Hard and Clearly About What Hurts
Location
I've always loved writing, putting pen down to paper,
When high school hit it became second nature.
In an instant it went from a little to a lot
Like an addiction, but unlike my peers it wasn't pot.
Instead I found a tiny black book
And opened it up to take a small look.
What lay before me was endless pages
Without another thought I began to fill it with rages:
Why that boy had been so mean
And for nights on end I cried and screamed
For that love I'd lost with my best friend,
Guess he's just another boy now- who knew that would end.
I wrote about the dangers that lurked in the world
And the fears that made me want to stay in my bed all curled.
Why did men call to us on the streets,
Was it a game to them? Are we just meat?
And why were people all over being shot
Because their skin color was different than the cop.
Why was a head scarf used as a sign of terror
When it really represents five times a day prayer.
I wrote about what hurt, clearly and hard
Like Hemingway suggested, using what leaves me scarred.
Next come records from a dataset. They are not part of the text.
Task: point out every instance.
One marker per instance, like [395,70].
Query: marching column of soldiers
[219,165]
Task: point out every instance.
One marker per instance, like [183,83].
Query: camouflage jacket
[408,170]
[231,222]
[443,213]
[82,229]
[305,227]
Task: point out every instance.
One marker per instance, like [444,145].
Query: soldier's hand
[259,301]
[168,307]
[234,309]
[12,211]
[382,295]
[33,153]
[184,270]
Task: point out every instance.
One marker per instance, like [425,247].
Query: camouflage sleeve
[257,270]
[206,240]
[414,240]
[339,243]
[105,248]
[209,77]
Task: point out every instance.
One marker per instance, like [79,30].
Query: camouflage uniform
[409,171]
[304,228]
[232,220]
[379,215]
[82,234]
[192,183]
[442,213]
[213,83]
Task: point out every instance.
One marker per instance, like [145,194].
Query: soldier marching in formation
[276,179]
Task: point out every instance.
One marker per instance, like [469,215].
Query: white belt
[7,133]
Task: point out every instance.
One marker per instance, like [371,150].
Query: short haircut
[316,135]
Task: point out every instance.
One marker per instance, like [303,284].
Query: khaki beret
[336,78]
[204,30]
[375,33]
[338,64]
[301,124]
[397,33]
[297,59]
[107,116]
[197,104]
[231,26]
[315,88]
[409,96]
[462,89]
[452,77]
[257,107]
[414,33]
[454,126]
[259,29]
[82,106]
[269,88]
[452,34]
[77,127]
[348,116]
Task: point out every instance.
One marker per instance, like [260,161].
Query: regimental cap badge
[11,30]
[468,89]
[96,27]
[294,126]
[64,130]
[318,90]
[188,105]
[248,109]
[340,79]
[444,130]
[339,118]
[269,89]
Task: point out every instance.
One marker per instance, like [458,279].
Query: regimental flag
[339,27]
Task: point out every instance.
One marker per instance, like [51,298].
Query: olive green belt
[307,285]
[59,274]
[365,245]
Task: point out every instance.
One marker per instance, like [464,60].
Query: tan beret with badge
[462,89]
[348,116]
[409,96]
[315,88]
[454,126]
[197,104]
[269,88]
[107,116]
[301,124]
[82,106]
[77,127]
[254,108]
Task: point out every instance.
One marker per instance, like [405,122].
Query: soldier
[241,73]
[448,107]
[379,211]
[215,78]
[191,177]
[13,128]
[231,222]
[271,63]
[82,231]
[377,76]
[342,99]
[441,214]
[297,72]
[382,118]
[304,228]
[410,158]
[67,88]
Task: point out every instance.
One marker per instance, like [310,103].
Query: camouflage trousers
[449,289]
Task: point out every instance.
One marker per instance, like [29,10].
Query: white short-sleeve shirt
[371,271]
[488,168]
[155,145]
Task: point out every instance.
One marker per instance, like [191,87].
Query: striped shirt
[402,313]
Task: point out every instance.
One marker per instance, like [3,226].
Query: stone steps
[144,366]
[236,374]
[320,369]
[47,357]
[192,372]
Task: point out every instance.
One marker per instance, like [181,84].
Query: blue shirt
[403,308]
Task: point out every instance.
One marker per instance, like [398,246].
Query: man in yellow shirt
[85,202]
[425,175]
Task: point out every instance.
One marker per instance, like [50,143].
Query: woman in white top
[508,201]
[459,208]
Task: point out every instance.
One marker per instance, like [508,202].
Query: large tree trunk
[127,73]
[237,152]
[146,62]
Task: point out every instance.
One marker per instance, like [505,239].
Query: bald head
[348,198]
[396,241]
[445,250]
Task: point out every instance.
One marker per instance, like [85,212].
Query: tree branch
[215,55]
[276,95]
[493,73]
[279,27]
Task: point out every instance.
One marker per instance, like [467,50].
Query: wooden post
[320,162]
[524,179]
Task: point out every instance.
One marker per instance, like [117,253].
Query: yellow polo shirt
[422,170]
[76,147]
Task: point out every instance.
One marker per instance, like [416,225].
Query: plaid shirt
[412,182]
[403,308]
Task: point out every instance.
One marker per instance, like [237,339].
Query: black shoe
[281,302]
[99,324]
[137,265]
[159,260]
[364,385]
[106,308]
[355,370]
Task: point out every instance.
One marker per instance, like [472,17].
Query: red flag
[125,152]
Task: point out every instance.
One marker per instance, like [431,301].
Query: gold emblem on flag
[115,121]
But a miraculous thing happened, it stopped hurting so much
The more transparent my writing, the stronger the touch.
I was using the ugly, the horrid, distasteful
To make something aesthetic, touching and graceful.
The heavy emotion behind the words could stay
But it would lift the weight in my heart high away.
In some odd way I felt I was a larger part
Of what, I didn't know, but at least it was a start.
And that's why it was poetry that I chose to start writing,
It was my way to conquer problems and shed some lighting
On the deepest dilemmas that lay at the root
Of all causes in which I'd no longer stay mute.